Closed Bug 831427 Opened 8 years ago Closed 8 years ago

Race condition Destroy()ing MediaStreams - marked as destroyed before DestroyImpl() runs

Categories

(Core :: Audio/Video, defect)

17 Branch
defect
Not set
normal

Tracking

()

RESOLVED FIXED
mozilla21

People

(Reporter: jesup, Assigned: jesup)

Details

(Keywords: assertion, Whiteboard: [getUserMedia][blocking-gum+][qa-])

Attachments

(1 file)

There's a race condition between Destroy() and anything using a MediaStream -- Destroy sets mMainThreadDestroyed (on MainThread, like it says) and sends a messages to the graph.  AddMessage checks IsDestroyed (really mMainThreadDestroyed) and asserts if it's set, but DestroyImpl() may not have run yet (and may not have removed any listeners).  So in certain unusual but not *too* hard to hit cases, stopping mediastreams can lead to Destroy being called, and before it's processed the MediaStreamListener in gUM (aka GUMCMSL object) tries to RemoveListener(), causing an assertion.
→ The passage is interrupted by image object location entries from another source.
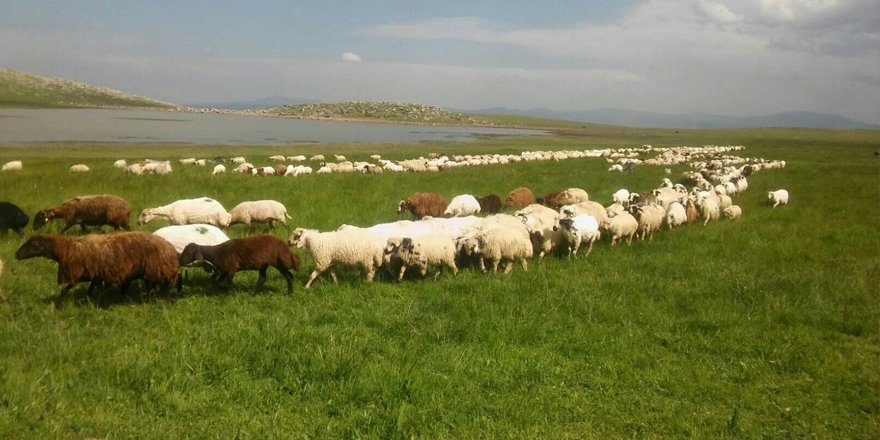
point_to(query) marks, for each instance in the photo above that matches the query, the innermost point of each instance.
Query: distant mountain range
(632, 118)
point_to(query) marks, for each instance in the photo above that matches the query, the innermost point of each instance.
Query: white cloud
(351, 57)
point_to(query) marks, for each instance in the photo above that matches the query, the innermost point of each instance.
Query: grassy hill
(20, 89)
(379, 111)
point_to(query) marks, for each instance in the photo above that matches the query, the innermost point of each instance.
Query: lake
(121, 126)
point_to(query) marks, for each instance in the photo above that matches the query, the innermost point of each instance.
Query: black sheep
(12, 217)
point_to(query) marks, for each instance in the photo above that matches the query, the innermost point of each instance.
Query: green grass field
(764, 327)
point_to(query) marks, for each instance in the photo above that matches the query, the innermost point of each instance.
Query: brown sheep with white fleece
(423, 204)
(250, 253)
(519, 198)
(93, 210)
(117, 258)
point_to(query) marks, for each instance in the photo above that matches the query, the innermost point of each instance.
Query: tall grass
(762, 327)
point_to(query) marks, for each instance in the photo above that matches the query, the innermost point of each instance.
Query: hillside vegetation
(20, 89)
(379, 111)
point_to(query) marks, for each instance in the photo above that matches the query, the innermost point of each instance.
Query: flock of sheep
(441, 235)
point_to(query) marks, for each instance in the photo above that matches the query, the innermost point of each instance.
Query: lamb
(568, 196)
(181, 235)
(676, 215)
(732, 212)
(650, 218)
(540, 221)
(462, 205)
(778, 197)
(489, 204)
(501, 243)
(430, 250)
(118, 259)
(577, 230)
(709, 209)
(12, 217)
(423, 204)
(519, 198)
(13, 165)
(621, 197)
(92, 210)
(351, 247)
(189, 211)
(622, 225)
(249, 253)
(599, 212)
(259, 211)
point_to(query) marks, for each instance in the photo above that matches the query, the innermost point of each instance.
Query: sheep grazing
(519, 198)
(249, 253)
(462, 205)
(350, 247)
(14, 165)
(110, 259)
(676, 215)
(489, 204)
(12, 217)
(259, 211)
(423, 204)
(732, 212)
(578, 230)
(568, 196)
(778, 197)
(430, 250)
(621, 225)
(94, 210)
(189, 211)
(181, 235)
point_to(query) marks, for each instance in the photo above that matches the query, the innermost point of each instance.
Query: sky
(724, 57)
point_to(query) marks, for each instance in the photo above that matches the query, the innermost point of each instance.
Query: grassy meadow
(763, 327)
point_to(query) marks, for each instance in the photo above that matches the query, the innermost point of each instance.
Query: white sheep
(502, 243)
(350, 247)
(189, 211)
(732, 212)
(14, 165)
(429, 250)
(577, 230)
(462, 205)
(621, 197)
(259, 211)
(778, 197)
(181, 235)
(676, 215)
(620, 225)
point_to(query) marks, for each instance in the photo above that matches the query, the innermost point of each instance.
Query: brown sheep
(97, 210)
(423, 204)
(519, 198)
(558, 199)
(490, 204)
(250, 253)
(118, 258)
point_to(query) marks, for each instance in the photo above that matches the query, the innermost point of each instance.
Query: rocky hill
(20, 89)
(379, 111)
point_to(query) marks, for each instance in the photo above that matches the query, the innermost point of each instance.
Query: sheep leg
(262, 277)
(312, 277)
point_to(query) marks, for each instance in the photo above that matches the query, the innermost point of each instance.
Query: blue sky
(731, 57)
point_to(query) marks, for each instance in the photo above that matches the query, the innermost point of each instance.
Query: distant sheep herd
(442, 235)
This points out that the fix in bug 827007 is incomplete - it removes the listeners, but leaves a small timing hole in the assertion logic.
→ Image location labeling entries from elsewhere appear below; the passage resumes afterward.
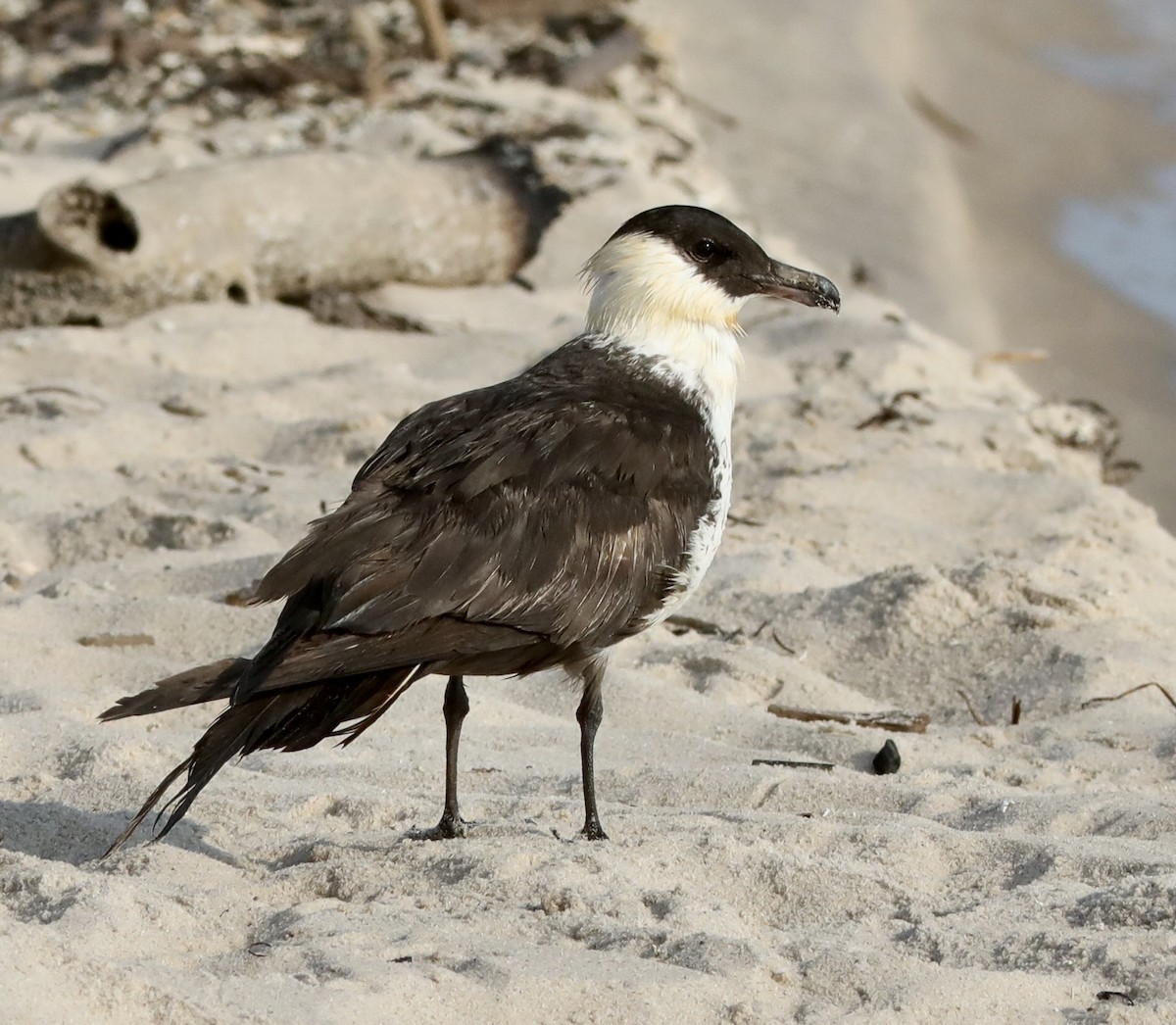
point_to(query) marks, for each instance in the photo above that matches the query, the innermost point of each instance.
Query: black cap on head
(728, 257)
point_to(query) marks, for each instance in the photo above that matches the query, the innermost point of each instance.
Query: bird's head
(675, 268)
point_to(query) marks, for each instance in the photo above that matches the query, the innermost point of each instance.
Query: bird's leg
(588, 714)
(457, 707)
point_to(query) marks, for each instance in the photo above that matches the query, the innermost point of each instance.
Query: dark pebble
(888, 759)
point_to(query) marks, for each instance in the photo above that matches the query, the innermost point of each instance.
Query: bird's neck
(698, 358)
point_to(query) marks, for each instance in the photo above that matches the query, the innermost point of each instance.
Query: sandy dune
(962, 542)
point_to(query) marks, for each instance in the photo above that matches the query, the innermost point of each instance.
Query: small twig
(1095, 701)
(980, 719)
(898, 722)
(786, 763)
(704, 626)
(783, 647)
(744, 520)
(436, 33)
(1115, 995)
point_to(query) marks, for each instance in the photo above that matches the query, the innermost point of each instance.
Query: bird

Really, there are 3ish states for MediaStreams, not two:
1) Alive
2) Being Destroyed
3) Destroyed

In Being Destroyed, many or most API requests should be no-ops (and in particular RemoveListener) and not assertions.  Once we get to Destroyed(), all listeners should be removed and have been notified of that and should not call us again.  (They should do something like GUMCMSL does, and have a Mutex-protected indicator of "has this listener been removed" - and MediaStreamGraph should not move the MediaStream to Destroyed until all said listeners are removed and notified.)
The assertion is 
!aMessage->GetStream() || !aMessage->GetStream()->IsDestroyed()
in MediaStreamGraph.cpp:1723 (in my pull)
(In reply to Randell Jesup [:jesup] from comment #0)
> Really, there are 3ish states for MediaStreams, not two:
> 1) Alive
> 2) Being Destroyed

which means, "destroyed on the main thread but not yet destroyed on the media graph thread".

> 3) Destroyed
> 
> In Being Destroyed, many or most API requests should be no-ops (and in
> particular RemoveListener) and not assertions.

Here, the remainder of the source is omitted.